Here follows the design matrix (dt).
sample replicate condition dv
1 1 1 a 1.3736170
2 1 2 a 0.8432886
3 1 3 a 1.4026123
4 2 1 a 0.5778786
5 2 2 a 0.9767180
6 2 3 a 0.5853707
7 3 1 b 0.9844947
8 3 2 b 1.0369401
9 3 3 b 1.0300460
10 4 1 b 1.4529099
11 4 2 b 1.0600300
12 4 3 b 0.9304093
13 5 1 b 1.3188977
14 5 2 b 1.2196227
15 5 3 b 1.0311674
What I would normally do is to take the average dv of technical replicates in each sample (dt.mean) and then perform an ANOVA test between samples in condition a and samples in condition b as follows.
sample condition mean_dv
1 1 a 1.2065060
2 2 a 0.7133224
3 3 b 1.0171603
4 4 b 1.1477831
5 5 b 1.1898959
anova(lm(mean_dv~condition, data=dt.mean))
I was wondering wether mixed models could allow me to test similar hypothesis without aggregation of technical replicates.
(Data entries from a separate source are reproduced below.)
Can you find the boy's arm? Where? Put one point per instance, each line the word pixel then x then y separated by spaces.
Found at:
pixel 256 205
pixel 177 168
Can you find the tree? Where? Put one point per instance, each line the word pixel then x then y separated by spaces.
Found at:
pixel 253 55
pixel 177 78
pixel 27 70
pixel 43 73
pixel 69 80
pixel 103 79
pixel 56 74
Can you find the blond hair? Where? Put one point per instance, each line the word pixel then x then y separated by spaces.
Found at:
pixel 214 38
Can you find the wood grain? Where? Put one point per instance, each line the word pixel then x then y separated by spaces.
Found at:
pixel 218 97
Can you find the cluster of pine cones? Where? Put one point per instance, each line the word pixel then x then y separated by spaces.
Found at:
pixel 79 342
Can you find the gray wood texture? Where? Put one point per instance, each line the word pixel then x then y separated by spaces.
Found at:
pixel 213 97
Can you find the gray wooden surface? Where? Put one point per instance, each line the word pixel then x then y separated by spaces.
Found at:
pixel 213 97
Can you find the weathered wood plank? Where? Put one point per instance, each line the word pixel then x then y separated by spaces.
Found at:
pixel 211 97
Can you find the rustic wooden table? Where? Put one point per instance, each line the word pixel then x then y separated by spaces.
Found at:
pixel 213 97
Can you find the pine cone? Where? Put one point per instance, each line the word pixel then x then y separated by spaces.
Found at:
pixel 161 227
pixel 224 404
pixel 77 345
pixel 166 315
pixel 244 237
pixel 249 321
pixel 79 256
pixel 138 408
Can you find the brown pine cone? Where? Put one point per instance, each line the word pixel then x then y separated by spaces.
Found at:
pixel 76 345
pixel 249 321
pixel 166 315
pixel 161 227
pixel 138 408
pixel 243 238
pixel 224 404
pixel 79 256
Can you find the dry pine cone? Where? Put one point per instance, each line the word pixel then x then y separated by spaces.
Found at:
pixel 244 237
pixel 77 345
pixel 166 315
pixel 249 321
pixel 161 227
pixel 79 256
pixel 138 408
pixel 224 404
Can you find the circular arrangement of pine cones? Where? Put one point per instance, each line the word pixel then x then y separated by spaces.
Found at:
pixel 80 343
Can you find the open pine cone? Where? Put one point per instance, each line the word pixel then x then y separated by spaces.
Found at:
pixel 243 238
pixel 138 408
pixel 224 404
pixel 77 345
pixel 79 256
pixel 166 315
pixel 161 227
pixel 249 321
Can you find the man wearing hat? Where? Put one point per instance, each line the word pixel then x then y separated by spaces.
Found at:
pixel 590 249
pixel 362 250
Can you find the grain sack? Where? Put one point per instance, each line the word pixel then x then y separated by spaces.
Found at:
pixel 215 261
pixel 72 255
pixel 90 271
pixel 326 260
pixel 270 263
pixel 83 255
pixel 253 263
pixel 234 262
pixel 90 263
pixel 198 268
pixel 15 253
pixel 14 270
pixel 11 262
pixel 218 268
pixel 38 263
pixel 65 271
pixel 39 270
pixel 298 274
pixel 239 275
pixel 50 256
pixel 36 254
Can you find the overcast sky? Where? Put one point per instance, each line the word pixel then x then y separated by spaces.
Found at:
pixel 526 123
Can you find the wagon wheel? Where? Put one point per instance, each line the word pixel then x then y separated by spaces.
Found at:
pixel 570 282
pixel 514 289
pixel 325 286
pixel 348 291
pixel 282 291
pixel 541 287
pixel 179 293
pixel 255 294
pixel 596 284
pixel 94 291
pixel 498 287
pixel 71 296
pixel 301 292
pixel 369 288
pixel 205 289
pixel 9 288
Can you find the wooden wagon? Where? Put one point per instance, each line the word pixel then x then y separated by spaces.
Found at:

As far as I understood, my approach would be to fit two linear mixed models (with or without condition as fixed effect) and then compare them with ANOVA:
mod0 <- lmer(data = dt, dv ~ (1|sample))
mod1 <- lmer(data = dt, dv ~ condition + (1|sample))
anova(mod0, mod1)
Is this a correct work-flow and does it apply to this problem?
Does it work when testing for between samples factors with replicates?
I already found similar questions, but with slightly different experimental desings in which each sample was tested in both conditions (a and b) like this one.
EDIT
For anyone interest in the answer, I finally found a nice reference book. Under the chapter 6.2 it shows a similar example to the one I reported. It explains how it is possible to test for a between-subjects factor in presence of pseudo-replication (which is my case).